Уже сейчас, в период незрелости и формирования характера, выделяются все те особенности его характера и «сангвинического темперамента», – как определяет его сам юноша, – которые потом сделаются отличительными чертами зрелого борца. Все резче и определеннее выступает самобытная натура этого могучего орленка, расправляющего свои крепкие крылья. Для него уже в эти годы как будто не существовало средних, ровных, спокойных чувств, – чувствовать наполовину он с самого раннего детства не умел. Добрые и злые наклонности так и чередуются в этой огненной натуре. Горячая любовь и пламенная ненависть, трогательная нежность и страстная ярость, презрение к несправедливости и угнетению и необыкновенная самоуверенность и самомнение – все это умещается в одной пылкой груди, часто переплетаясь и сталкиваясь. По отношению к угнетателям и несправедливости у него нет другого принципа, как библейское – око за око, зуб за зуб. И он дает себе страшные клятвы, что до тех пор не успокоится и не забудет оскорблений, пока не отомстит за них. По адресу жениха Фридерики, желавшего, очевидно, жениться на ней по расчету, а когда это не удалось, показывавшего всему городу письма своей невесты, он пишет: «Проклятие ему! И через двадцать лет я ему этого не забуду и отомщу за поруганную честь моего любимого отца». А в другом месте относительно того же: «Эта ненависть моя никогда не уляжется! Смерть ему! Нищета! До последней минуты моей жизни я буду желать ему уничтожения и, клянусь Богом, не останусь при одном желании! Сам буду способствовать этому!..» Но и этого мало: «Страшное проклятие мне самому, если я успокоюсь, прежде чем отомщу, прежде чем смертельно отомщу этой собаке за честь моей сестры, моего отца! Хочу быть проклятым на этом и на том свете, если я когда-либо забуду оскорбление. Проклятие мне, если я не удесятерю ему тех страданий, которые он доставил моему отцу, моей сестре! Господи, услышь меня!»

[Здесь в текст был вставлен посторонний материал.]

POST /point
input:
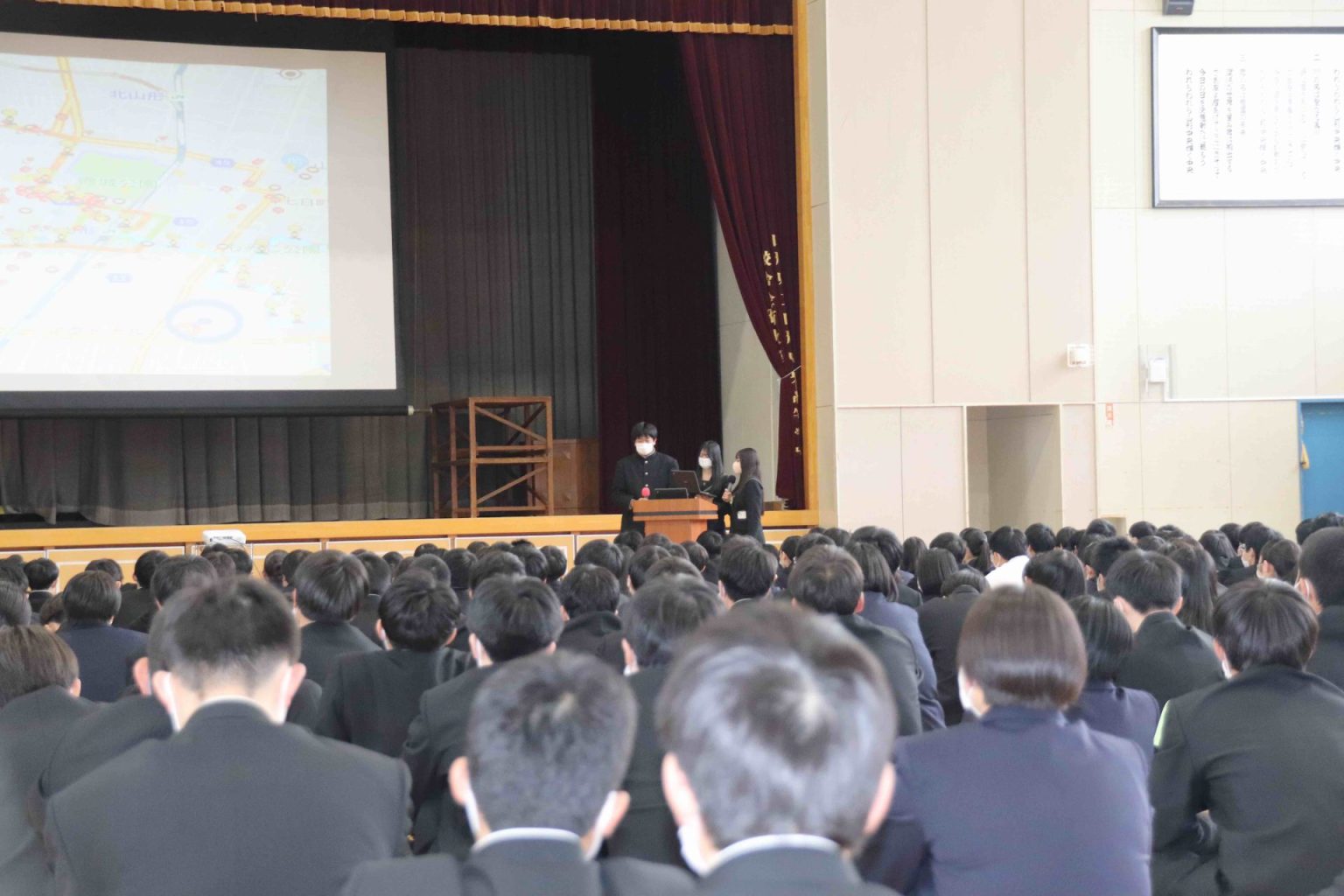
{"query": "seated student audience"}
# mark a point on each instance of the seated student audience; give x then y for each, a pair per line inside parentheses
(940, 622)
(370, 699)
(42, 575)
(779, 731)
(591, 597)
(1320, 578)
(39, 700)
(1040, 537)
(328, 589)
(231, 788)
(104, 653)
(882, 609)
(547, 742)
(1102, 554)
(508, 617)
(1170, 657)
(827, 580)
(1278, 560)
(654, 622)
(746, 572)
(1057, 570)
(1263, 754)
(15, 609)
(1105, 707)
(970, 813)
(379, 579)
(1008, 551)
(138, 599)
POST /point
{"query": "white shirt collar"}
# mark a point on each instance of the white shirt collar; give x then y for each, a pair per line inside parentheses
(774, 841)
(526, 833)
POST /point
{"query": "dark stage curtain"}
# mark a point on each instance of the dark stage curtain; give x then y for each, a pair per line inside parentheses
(657, 298)
(709, 17)
(742, 98)
(494, 167)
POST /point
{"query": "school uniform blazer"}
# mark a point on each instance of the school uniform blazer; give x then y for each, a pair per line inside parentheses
(648, 830)
(326, 642)
(597, 634)
(897, 657)
(105, 655)
(898, 617)
(940, 622)
(1264, 752)
(1328, 660)
(436, 737)
(30, 728)
(515, 866)
(747, 507)
(1023, 803)
(371, 697)
(237, 805)
(1170, 659)
(1118, 710)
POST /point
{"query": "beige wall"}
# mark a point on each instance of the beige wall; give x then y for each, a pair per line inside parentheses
(980, 200)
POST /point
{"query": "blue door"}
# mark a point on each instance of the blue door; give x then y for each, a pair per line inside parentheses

Конечно, сильные чувства, проснувшиеся в такую раннюю пору, никогда не знают меры. Но эта горячность и страстность объясняются отчасти также и тем, что детское воображение склонно к преувеличениям. Тем не менее Линдау прав, когда говорит, что эти слова невольно напоминают ему того же Лассаля, только не 1840 года, а 1864-го в Изерлоне, на собрании нескольких тысяч рабочих, когда, стоя у ораторской кафедры с сверкающими глазами и приподнятой кверху правой рукой, он громовым голосом восклицает: «Вот что, рабочие, сделала для вас буржуазная прогрессистская партия. Клянитесь мне, клянитесь, что вы им этого не забудете!»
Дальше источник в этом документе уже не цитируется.